Cependant une seule et même pensée tourmentait les deux jeunes gens: chacun dans le délire de sa fièvre avait bien cru voir s'approcher de lui la femme qui remplissait tout son coeur; mais depuis que chacun avait repris connaissance, ni Marguerite ni madame de Nevers n'étaient certainement entrées dans la chambre. Au reste, cela se comprenait: l'une, femme du roi de Navarre, l'autre, belle-soeur du duc de Guise pouvaient-elles donner aux yeux de tous une marque si publique d'intérêt à deux simples gentilshommes? Non. C'était bien certainement la réponse que devaient se faire La Mole et Coconnas. Mais cette absence, qui tenait peut-être à un oubli total, n'en était pas moins douloureuse.

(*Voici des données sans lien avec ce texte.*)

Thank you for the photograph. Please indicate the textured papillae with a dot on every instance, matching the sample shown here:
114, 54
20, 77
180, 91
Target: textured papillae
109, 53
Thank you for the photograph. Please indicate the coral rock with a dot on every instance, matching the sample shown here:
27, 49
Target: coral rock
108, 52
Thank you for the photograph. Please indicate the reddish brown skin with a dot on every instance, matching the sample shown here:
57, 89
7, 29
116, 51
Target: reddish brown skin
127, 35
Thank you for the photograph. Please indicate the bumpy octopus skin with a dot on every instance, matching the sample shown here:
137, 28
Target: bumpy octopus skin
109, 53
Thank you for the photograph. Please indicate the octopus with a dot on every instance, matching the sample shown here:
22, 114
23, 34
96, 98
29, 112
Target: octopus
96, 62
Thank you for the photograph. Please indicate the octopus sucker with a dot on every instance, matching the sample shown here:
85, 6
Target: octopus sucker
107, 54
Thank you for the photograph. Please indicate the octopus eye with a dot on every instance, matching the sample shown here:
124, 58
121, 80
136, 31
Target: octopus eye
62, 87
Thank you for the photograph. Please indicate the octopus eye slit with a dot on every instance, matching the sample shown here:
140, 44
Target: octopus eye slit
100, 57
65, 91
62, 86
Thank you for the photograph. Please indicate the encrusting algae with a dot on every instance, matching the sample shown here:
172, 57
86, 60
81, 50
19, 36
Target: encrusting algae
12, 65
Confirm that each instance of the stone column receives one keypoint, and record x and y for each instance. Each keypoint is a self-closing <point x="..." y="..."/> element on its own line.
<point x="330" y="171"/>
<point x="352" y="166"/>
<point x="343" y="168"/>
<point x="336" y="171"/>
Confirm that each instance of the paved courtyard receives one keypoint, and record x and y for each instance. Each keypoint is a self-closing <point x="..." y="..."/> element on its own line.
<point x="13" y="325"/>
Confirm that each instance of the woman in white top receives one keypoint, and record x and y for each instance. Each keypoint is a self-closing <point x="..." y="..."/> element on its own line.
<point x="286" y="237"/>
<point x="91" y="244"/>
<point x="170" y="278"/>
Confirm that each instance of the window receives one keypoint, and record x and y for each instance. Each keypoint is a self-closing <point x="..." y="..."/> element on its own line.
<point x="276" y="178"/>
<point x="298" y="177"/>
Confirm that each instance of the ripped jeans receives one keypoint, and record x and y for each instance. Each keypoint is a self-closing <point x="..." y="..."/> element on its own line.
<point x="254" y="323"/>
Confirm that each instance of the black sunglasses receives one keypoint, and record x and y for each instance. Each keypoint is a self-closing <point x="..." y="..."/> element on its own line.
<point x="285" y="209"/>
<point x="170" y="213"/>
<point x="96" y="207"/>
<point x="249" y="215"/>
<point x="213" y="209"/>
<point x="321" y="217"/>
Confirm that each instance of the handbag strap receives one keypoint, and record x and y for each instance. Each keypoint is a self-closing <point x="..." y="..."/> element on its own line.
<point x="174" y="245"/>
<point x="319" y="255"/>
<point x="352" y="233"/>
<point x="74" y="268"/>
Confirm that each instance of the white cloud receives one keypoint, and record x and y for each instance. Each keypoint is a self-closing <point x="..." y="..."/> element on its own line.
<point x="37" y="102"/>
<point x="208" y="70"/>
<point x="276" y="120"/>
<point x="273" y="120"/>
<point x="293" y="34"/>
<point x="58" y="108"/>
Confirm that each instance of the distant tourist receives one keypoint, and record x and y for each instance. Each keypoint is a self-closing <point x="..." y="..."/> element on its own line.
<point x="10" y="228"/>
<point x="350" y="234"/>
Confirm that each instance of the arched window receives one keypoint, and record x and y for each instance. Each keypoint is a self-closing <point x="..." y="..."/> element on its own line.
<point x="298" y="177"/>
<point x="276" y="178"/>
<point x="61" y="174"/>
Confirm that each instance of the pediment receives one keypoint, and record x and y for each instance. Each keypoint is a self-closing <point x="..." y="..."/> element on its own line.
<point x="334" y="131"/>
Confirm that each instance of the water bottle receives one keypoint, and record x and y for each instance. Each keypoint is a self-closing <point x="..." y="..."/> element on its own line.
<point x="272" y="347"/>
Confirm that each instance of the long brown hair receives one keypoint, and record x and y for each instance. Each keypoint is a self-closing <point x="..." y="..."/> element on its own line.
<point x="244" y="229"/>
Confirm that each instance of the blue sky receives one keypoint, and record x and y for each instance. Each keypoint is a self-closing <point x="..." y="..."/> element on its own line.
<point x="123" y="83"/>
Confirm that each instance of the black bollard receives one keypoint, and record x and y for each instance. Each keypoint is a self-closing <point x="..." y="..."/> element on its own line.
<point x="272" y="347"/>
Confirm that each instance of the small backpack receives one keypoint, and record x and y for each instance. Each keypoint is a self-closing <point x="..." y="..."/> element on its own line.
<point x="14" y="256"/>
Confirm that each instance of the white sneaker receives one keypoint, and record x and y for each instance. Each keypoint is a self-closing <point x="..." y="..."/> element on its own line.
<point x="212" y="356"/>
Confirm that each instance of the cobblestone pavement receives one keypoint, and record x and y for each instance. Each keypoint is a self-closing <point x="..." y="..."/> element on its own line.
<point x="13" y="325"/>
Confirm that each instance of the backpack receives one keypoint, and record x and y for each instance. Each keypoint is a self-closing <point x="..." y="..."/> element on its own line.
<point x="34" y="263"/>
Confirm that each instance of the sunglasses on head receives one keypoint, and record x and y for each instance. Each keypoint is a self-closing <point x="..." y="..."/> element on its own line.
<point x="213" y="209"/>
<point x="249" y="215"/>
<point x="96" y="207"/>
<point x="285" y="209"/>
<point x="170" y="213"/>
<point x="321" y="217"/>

Il est vrai que le gentilhomme qui avait assisté au combat était venu de temps en temps, et comme de son propre mouvement, demander des nouvelles des deux blessés. Il est vrai que Gillonne, pour son propre compte, en avait fait autant; mais La Mole n'avait point osé parler à l'une de Marguerite, et Coconnas n'avait point osé parler à l'autre de madame de Nevers.

XVIII
Les revenants

Pendant quelque temps les deux jeunes gens gardèrent chacun de son côté le secret enfermé dans sa poitrine. Enfin, dans un jour d'expansion, la pensée qui les préoccupait seule déborda de leurs lèvres, et tous deux corroborèrent leur amitié par cette dernière preuve, sans laquelle il n'y a pas d'amitié, c'est-à-dire par une confiance entière.

Ils étaient éperdument amoureux, l'un d'une princesse, l'autre d'une reine.

Il y avait pour les deux pauvres soupirants quelque chose d'effrayant dans cette distance presque infranchissable qui les séparait de l'objet de leurs désirs. Et cependant l'espérance est un sentiment si profondément enraciné au coeur de l'homme, que, malgré la folie de leur espérance, ils espéraient.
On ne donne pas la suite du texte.